Love and Respect for a Lifetime
The Bible has held the secret to a successful and lasting marriage for centuries. As Ephesians 5:33 points out, “Each one of you (husbands) also must love his wife as he loves himself, and the wife must respect her husband.” Dr. Emerson Eggerichs has taken this portion of scripture and written LOVE AND RESPECT, a book that expands on these marriage principles in a unique and comprehensible way.
Dr. Eggerichs believes that married couples spend way too much time on what he has coined “The Crazy Cycle.” When men don’t love, women have a hard time respecting. When women don’t respect, men don’t love the way they should. This results in a seemingly endless cycle that doesn’t stop until husbands and wives assume their proper roles in the marriage and exercise love and respect regardless of whether the other is complying. In fact, he claims that maintaining your assigned biblical role in marriage even when you don’t feel like it, or when your spouse is not deserving, may play a huge part in achieving the marriage you desire.
Some may wonder why the Bible doesn’t instruct men to respect and why women aren’t commanded to love. Dr. Eggerichs opens our eyes to one likely reason. Women naturally love. Men naturally respect. That’s the way God made us. Since God is not into redundancy, He would not command us to do something we already do so well. Men are told to love because loving their wives tends to be a challenge for them. Likewise, respect isn’t something that comes easily for women. So we need a little extra help in these areas.
Perhaps the most memorable illustration Dr. Eggerichs uses is the “blue and pink” illustration. He shows how men see through blue glasses, hear through blue hearing aids, and speak through a blue megaphone. Women, on the other hand, see through pink glasses, hear through pink hearing aids, and speak through a pink megaphone.
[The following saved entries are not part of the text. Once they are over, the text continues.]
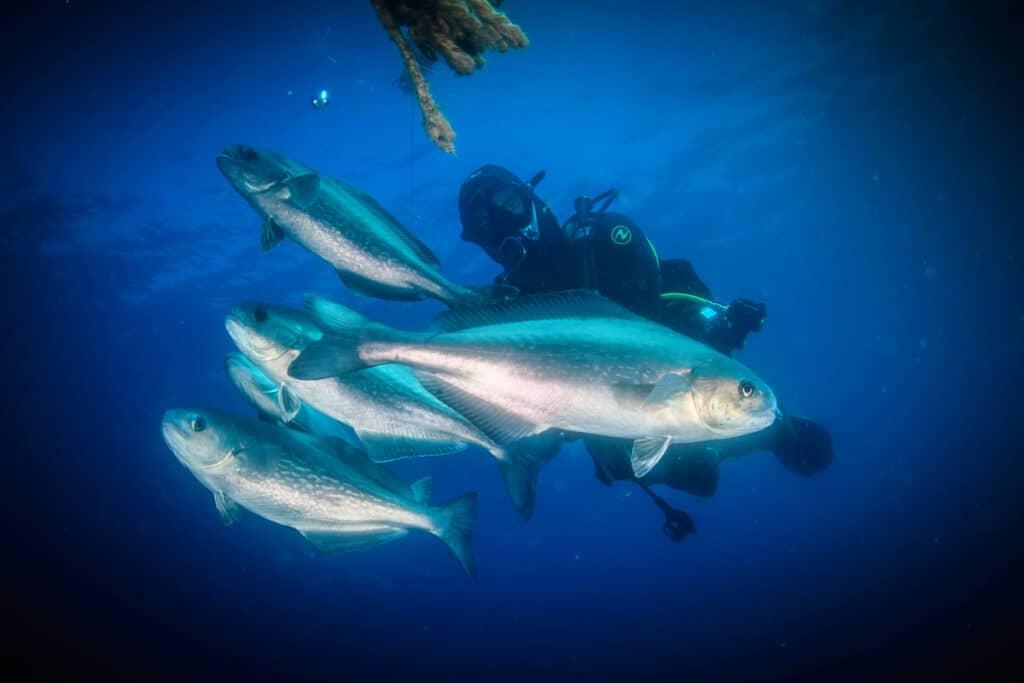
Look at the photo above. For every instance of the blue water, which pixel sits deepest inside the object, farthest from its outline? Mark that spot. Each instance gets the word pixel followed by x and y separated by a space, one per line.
pixel 855 167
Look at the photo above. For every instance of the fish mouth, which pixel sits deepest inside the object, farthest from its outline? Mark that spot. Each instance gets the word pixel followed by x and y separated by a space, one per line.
pixel 238 165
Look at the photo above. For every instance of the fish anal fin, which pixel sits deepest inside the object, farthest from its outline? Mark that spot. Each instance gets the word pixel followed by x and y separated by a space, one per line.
pixel 331 542
pixel 499 425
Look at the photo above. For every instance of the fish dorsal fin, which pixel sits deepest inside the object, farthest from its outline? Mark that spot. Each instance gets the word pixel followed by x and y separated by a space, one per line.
pixel 303 189
pixel 228 510
pixel 402 232
pixel 330 542
pixel 568 304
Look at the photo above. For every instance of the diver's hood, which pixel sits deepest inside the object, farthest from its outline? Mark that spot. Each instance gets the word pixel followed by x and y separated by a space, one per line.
pixel 494 204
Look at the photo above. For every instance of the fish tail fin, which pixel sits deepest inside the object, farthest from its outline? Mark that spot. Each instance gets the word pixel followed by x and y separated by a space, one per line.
pixel 520 465
pixel 338 352
pixel 455 524
pixel 480 296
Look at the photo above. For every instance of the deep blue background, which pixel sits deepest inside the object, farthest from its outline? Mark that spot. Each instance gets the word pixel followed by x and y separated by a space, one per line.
pixel 855 167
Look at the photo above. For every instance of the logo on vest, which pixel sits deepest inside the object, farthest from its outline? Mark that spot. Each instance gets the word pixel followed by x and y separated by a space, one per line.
pixel 621 236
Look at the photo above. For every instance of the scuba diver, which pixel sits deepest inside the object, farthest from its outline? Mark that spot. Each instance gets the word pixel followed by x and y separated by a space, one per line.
pixel 605 251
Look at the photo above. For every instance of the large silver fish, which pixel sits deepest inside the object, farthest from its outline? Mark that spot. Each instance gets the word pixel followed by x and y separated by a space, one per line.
pixel 262 393
pixel 387 408
pixel 325 488
pixel 570 360
pixel 373 253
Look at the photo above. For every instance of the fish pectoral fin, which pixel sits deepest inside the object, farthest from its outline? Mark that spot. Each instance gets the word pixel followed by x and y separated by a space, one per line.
pixel 330 542
pixel 228 510
pixel 289 403
pixel 303 189
pixel 646 453
pixel 670 386
pixel 270 235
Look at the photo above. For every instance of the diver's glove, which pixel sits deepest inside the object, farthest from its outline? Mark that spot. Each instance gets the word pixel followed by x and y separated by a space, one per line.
pixel 745 316
pixel 802 445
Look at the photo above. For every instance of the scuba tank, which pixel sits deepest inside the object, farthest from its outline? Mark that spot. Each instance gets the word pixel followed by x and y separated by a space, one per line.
pixel 579 227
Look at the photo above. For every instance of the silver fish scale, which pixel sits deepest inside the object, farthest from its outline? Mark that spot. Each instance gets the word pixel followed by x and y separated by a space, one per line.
pixel 299 492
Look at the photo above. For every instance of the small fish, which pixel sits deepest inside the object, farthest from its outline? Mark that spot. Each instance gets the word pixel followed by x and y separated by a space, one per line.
pixel 386 407
pixel 372 252
pixel 328 491
pixel 262 394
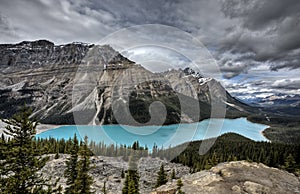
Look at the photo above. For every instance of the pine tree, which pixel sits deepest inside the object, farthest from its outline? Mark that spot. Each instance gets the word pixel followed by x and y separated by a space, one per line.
pixel 289 163
pixel 131 184
pixel 122 174
pixel 83 180
pixel 173 175
pixel 71 169
pixel 162 177
pixel 18 170
pixel 104 188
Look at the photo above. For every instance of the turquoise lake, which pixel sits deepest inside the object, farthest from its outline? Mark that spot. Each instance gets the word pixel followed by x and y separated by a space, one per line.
pixel 165 136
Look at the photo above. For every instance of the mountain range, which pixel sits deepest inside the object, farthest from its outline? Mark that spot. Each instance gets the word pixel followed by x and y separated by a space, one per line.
pixel 94 84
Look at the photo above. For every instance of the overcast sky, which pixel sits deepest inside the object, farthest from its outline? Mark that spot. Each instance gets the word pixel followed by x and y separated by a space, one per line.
pixel 256 43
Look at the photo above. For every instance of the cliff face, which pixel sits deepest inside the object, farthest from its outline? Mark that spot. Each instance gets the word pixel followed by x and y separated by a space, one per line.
pixel 87 84
pixel 236 177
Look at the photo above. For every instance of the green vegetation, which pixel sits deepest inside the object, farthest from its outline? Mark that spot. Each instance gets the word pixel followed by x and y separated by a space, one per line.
pixel 22 156
pixel 71 169
pixel 230 147
pixel 162 177
pixel 20 161
pixel 282 129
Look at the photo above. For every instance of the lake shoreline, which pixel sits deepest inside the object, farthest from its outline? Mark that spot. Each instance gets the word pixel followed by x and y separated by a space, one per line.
pixel 165 135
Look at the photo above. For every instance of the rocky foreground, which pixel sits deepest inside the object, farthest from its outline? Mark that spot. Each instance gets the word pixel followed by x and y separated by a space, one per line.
pixel 232 177
pixel 238 177
pixel 109 169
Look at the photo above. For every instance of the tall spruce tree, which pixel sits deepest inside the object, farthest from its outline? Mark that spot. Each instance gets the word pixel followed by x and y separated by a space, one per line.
pixel 21 162
pixel 131 184
pixel 71 170
pixel 162 177
pixel 83 180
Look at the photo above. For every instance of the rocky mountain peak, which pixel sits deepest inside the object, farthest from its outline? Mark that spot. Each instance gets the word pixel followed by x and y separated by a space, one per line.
pixel 44 75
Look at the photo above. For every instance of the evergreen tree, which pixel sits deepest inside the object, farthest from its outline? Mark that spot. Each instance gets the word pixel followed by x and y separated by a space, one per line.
pixel 104 188
pixel 131 184
pixel 173 175
pixel 179 185
pixel 289 163
pixel 162 177
pixel 122 174
pixel 71 169
pixel 83 180
pixel 21 162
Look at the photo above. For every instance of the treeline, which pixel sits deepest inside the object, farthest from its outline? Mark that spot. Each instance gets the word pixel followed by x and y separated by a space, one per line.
pixel 228 147
pixel 231 147
pixel 22 158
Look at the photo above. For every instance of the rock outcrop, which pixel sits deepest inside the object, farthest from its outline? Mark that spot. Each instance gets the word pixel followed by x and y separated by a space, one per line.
pixel 238 177
pixel 108 170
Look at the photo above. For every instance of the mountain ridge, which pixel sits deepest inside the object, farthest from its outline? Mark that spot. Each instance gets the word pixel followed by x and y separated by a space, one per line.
pixel 94 82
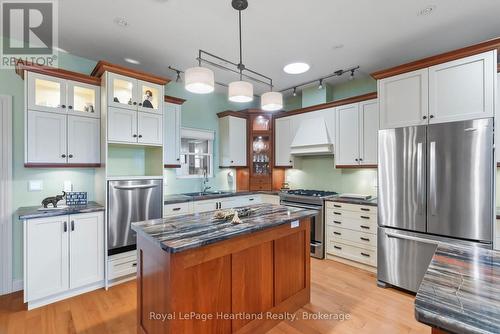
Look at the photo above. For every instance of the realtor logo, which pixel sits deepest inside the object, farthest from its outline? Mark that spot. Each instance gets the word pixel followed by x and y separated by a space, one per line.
pixel 29 32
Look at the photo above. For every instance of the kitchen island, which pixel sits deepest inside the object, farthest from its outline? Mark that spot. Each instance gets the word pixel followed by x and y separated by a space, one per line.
pixel 197 274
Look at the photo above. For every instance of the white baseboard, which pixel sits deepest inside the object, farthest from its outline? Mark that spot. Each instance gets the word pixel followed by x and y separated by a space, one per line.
pixel 17 285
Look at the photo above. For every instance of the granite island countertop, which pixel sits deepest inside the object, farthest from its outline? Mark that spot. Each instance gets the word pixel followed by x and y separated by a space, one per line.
pixel 31 212
pixel 182 198
pixel 460 291
pixel 180 233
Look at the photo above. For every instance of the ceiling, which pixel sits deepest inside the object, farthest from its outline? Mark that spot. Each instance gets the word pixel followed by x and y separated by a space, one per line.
pixel 373 34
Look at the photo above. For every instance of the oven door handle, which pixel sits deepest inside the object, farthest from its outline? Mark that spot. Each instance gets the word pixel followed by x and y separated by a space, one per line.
pixel 300 206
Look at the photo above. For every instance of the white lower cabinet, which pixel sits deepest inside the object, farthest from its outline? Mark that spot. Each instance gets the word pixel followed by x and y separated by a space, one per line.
pixel 63 257
pixel 351 232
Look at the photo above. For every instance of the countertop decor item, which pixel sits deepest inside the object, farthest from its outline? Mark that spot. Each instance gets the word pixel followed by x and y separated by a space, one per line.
pixel 53 200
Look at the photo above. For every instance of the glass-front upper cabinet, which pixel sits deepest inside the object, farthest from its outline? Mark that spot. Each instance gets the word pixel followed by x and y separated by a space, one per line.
pixel 83 99
pixel 149 97
pixel 46 93
pixel 122 91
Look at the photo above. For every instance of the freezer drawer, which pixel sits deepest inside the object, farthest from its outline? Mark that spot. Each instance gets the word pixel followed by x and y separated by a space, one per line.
pixel 403 257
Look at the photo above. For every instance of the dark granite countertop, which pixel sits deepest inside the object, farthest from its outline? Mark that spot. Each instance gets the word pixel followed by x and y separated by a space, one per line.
pixel 460 292
pixel 371 202
pixel 182 198
pixel 180 233
pixel 30 212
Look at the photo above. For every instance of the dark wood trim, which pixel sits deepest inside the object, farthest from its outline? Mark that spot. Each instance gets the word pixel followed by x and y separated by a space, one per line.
pixel 104 66
pixel 356 166
pixel 48 165
pixel 355 99
pixel 239 114
pixel 438 59
pixel 22 66
pixel 173 99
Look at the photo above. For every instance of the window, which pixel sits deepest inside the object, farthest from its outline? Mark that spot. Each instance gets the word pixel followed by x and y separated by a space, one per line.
pixel 196 153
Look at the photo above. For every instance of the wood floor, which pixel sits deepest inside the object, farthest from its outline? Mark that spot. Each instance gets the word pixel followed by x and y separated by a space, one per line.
pixel 335 289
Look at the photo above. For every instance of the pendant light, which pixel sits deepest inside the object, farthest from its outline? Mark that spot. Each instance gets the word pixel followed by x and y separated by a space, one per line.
pixel 271 101
pixel 240 91
pixel 199 80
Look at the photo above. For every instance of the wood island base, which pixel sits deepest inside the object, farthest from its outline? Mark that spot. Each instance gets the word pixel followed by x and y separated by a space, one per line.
pixel 247 284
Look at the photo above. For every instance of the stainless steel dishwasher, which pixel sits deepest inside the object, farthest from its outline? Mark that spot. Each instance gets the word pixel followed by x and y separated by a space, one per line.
pixel 131 201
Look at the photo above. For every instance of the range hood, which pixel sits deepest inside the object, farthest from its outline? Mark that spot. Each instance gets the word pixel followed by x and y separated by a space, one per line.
pixel 312 138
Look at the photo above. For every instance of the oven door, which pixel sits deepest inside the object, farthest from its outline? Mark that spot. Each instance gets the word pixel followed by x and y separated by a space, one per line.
pixel 317 238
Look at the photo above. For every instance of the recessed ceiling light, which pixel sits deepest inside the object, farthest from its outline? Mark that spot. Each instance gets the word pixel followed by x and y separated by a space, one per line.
pixel 132 61
pixel 296 68
pixel 121 21
pixel 427 10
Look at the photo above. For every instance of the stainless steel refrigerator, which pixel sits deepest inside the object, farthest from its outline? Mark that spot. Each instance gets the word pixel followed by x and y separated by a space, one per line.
pixel 435 183
pixel 131 201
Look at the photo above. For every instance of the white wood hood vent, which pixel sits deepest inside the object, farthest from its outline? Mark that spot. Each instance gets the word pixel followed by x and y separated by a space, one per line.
pixel 312 138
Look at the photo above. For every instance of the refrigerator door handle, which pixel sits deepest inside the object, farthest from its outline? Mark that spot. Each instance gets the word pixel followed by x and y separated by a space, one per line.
pixel 432 177
pixel 411 238
pixel 420 180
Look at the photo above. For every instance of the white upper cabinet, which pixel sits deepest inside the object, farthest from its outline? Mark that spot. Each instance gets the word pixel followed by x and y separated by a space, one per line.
pixel 83 140
pixel 149 128
pixel 403 99
pixel 233 141
pixel 172 132
pixel 46 137
pixel 283 140
pixel 86 250
pixel 46 93
pixel 368 131
pixel 122 91
pixel 130 93
pixel 458 90
pixel 122 125
pixel 462 89
pixel 347 135
pixel 83 99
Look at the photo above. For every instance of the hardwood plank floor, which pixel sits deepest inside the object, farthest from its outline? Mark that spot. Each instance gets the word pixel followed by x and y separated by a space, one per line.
pixel 335 288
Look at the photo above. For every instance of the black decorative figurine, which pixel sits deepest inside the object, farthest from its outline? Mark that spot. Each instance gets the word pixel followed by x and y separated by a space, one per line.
pixel 53 200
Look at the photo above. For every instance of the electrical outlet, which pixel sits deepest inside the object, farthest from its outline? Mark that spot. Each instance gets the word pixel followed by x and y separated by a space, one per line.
pixel 35 185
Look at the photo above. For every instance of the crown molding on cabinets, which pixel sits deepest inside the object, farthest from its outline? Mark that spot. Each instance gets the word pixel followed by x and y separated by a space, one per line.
pixel 355 99
pixel 174 100
pixel 22 66
pixel 104 66
pixel 438 59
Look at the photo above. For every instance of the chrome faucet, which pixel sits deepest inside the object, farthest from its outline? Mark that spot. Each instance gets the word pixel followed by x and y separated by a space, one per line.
pixel 204 182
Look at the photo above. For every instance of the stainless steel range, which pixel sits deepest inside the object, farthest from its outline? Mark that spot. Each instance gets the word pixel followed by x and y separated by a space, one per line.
pixel 313 200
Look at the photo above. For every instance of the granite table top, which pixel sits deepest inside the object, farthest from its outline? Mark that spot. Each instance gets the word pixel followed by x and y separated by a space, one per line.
pixel 30 212
pixel 460 292
pixel 180 233
pixel 182 198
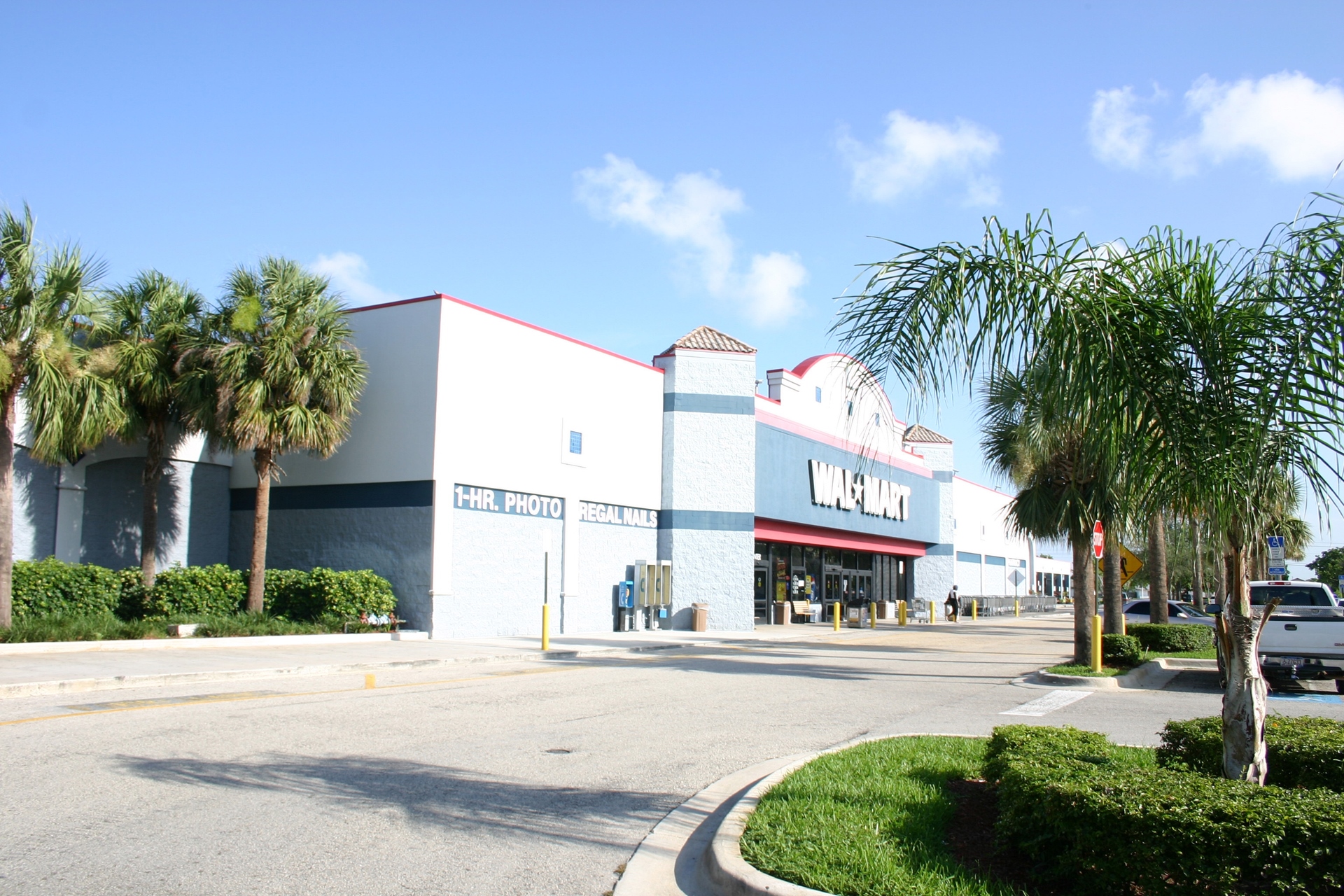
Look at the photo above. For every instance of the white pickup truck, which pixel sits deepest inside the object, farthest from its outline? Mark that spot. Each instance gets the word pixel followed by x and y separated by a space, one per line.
pixel 1304 640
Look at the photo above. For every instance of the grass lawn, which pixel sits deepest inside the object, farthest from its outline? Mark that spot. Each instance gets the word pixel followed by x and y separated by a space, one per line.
pixel 111 628
pixel 872 821
pixel 1069 669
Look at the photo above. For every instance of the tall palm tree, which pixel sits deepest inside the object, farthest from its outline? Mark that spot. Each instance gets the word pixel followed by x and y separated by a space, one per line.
pixel 46 309
pixel 1219 372
pixel 1059 484
pixel 274 374
pixel 148 324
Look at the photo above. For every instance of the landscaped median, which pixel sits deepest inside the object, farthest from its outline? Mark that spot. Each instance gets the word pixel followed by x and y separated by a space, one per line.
pixel 1126 654
pixel 55 601
pixel 1042 811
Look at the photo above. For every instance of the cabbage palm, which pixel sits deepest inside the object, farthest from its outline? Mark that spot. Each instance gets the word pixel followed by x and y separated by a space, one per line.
pixel 46 309
pixel 274 372
pixel 1059 485
pixel 1211 375
pixel 148 326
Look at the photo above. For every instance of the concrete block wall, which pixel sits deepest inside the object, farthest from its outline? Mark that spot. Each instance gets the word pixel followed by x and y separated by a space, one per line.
pixel 498 577
pixel 708 484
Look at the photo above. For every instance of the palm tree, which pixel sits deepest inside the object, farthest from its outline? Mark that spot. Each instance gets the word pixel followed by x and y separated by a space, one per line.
pixel 274 372
pixel 1059 485
pixel 46 309
pixel 150 324
pixel 1217 374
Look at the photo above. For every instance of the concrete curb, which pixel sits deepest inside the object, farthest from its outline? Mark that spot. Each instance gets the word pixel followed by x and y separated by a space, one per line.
pixel 1154 675
pixel 118 682
pixel 187 644
pixel 695 849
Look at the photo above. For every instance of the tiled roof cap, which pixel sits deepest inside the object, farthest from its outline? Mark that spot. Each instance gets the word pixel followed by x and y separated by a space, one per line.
pixel 710 339
pixel 924 434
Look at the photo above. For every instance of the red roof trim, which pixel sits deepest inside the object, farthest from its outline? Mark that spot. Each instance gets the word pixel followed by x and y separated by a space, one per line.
pixel 834 441
pixel 823 538
pixel 512 320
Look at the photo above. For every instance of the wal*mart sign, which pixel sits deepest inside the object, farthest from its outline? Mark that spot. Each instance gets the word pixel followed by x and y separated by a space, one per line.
pixel 617 514
pixel 846 489
pixel 470 498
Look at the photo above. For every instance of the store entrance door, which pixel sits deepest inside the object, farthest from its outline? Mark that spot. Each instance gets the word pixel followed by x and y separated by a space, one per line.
pixel 762 596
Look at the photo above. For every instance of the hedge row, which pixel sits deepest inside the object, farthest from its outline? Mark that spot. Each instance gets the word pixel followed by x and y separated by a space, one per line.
pixel 1304 751
pixel 1097 818
pixel 48 587
pixel 1121 650
pixel 1172 638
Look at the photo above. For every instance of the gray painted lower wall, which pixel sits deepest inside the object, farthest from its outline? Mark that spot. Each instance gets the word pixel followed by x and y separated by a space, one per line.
pixel 715 567
pixel 396 543
pixel 35 501
pixel 498 578
pixel 192 514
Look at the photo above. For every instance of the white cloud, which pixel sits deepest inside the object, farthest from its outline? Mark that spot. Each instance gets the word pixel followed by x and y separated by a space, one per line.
pixel 914 153
pixel 349 273
pixel 689 213
pixel 1294 122
pixel 1120 134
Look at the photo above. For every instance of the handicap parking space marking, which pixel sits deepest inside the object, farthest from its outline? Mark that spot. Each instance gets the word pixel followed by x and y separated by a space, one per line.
pixel 1051 701
pixel 1308 697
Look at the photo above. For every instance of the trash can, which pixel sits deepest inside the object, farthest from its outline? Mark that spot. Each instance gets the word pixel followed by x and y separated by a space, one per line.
pixel 699 617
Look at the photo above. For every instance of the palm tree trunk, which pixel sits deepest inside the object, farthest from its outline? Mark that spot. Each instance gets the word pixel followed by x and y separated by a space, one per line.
pixel 1085 598
pixel 7 421
pixel 1158 570
pixel 1199 566
pixel 1246 699
pixel 261 520
pixel 1113 599
pixel 150 510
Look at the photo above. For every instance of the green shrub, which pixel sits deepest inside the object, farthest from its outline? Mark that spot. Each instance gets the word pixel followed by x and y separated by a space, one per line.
pixel 51 587
pixel 1121 650
pixel 1303 751
pixel 1172 638
pixel 214 590
pixel 307 596
pixel 1097 818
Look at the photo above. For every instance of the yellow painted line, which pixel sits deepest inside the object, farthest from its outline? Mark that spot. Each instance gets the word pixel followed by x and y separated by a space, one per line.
pixel 162 703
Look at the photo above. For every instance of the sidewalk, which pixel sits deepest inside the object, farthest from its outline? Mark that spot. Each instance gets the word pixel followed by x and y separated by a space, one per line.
pixel 104 666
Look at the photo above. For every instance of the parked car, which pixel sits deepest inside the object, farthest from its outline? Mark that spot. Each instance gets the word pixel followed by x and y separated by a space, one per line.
pixel 1304 640
pixel 1177 613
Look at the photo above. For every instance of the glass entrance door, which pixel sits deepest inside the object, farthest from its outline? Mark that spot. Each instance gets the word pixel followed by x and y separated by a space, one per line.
pixel 762 596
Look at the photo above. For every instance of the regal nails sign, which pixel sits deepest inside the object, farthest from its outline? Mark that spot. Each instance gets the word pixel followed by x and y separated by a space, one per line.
pixel 846 489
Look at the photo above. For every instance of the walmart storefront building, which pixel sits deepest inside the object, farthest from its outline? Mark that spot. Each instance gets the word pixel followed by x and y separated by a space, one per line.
pixel 484 444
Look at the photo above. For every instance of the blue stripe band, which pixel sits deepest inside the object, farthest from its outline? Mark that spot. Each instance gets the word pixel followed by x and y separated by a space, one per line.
pixel 710 520
pixel 331 498
pixel 698 403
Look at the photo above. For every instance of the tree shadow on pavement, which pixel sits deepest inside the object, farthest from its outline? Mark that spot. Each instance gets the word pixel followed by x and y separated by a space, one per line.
pixel 428 794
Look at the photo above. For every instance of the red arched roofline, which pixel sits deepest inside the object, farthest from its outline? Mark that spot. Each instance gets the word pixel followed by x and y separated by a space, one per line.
pixel 512 320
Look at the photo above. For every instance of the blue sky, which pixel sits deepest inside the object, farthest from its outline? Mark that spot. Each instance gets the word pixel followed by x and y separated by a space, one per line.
pixel 624 174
So when men speak through their blue megaphones, women hear through pink hearing aids. And vice versa. Well, you can see how things get misconstrued, miscommunicated and misinterpreted. But as Dr. Eggerichs points out: Neither is wrong; just different.
LOVE AND RESPECT contains expert insight and practical advice on loving and respecting our mates. While both love and respect were certainly covered in the book, it did seem that the emphasis on respect was quite a bit higher than the importance of love. This may be due to the fact that for years, particularly since the women’s movement, women have been more than vocal about their need for love. The topic of respect, on the other hand, particularly for men, has been largely avoided and even downplayed in sitcoms and other media. Perhaps Dr. Eggerichs is only trying to bring back awareness of how crucial respect is for men. And that when men feel respected, it is much easier for them to express love to their wives. That said, it would have been nice to see an equal balance between the two, as well as more tips on exact ways to demonstrate both love and respect.
LOVE AND RESPECT FOR A LIFETIME is a gift book. Within its 152 pages, you’ll find excerpts, quotes and highlights from the bestseller LOVE AND RESPECT. The beautiful glossy photos, rich colors and compact size of this companion edition make it a nice choice for a wedding or anniversary gift. It would also be a great coffee table or bathroom book to pick up from time to time. It can’t hurt to be reminded of the centuries-old instruction to husbands and wives on love and respect and how each is crucial to achieve a successful and happy marriage.